-
Notifications
You must be signed in to change notification settings - Fork 1
Home
This is a class designed for those that want to use LaTeX to publish material on the internet. As it becomes more common to publish material via some content-management system, so it becomes rarer to generate (X)HTML documents directly and content for the web is usually written in some limited markup language. This class is designed to make it possible to author material for such systems using the facility of LaTeX.

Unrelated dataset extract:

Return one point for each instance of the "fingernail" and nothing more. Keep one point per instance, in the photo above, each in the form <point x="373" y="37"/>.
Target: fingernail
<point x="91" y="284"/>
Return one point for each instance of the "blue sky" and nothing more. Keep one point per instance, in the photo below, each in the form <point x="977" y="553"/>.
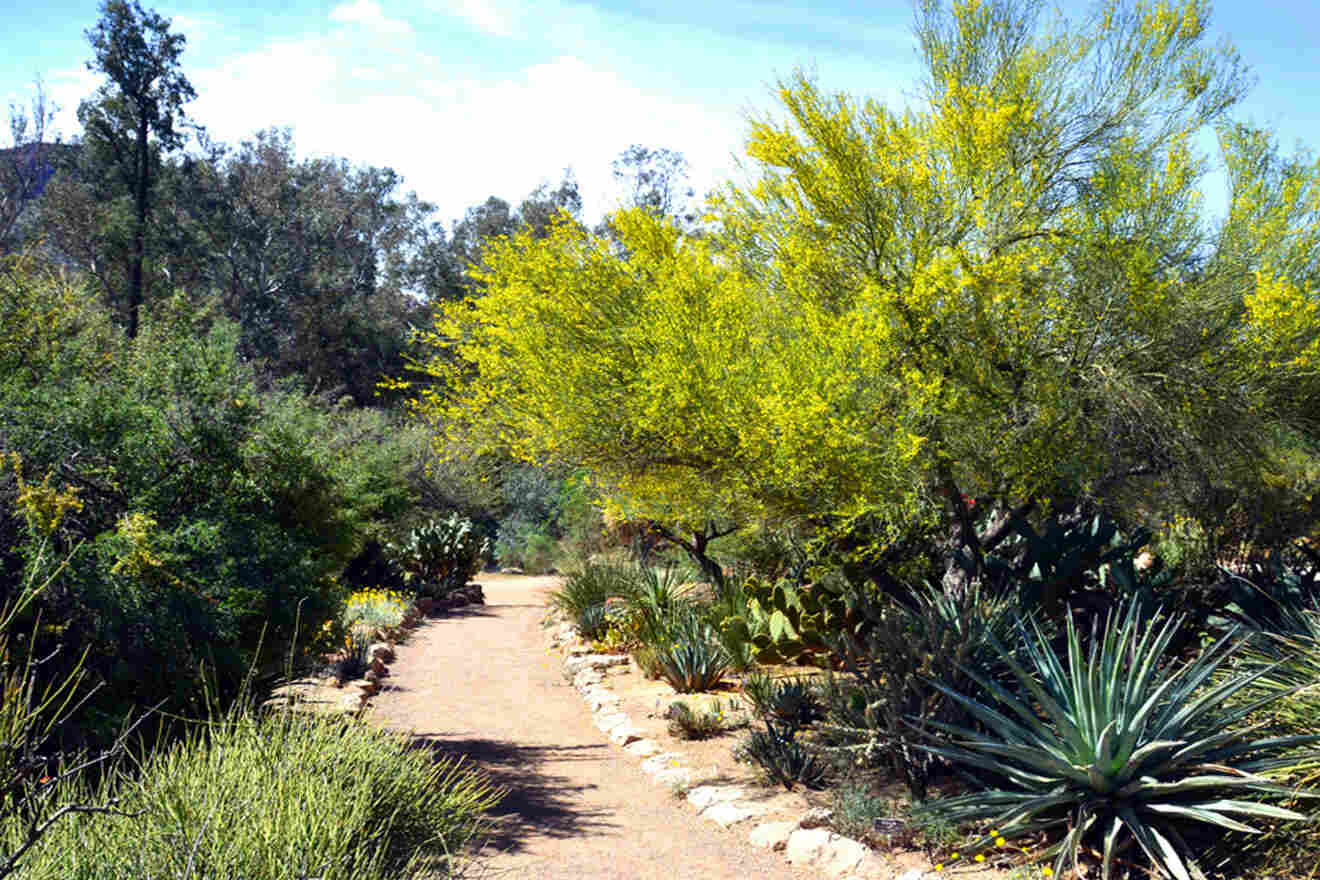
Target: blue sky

It is important at the outset to know what this class is designed for and the easiest way to do that is to explain what it is not for. It is not intended as a way to take an already authored LaTeX document and convert it into a format suitable for putting on the internet. It is also not intended as a "plugin" for a content-management system so that authors can use LaTeX as the input format for their blog, forum, wiki, or whatever.
The first of these is both impossible and undesirable. It is impossible for the following simple reason. Because TeX controls the whole process of creating its output, it can do some amazing things. A web document, on the other hand, is extremely malleable and the reader can transform it considerably; therefore, not everything that TeX can do can be (easily) done on the web. It is, via a considerable amount of trickery, to get quite close but only at the expense of this malleability. And this flexibility is a good thing as it allows the reader to make the document as easy for them to access as they can. This is why it is undesirable to support absolutely everything that LaTeX can do.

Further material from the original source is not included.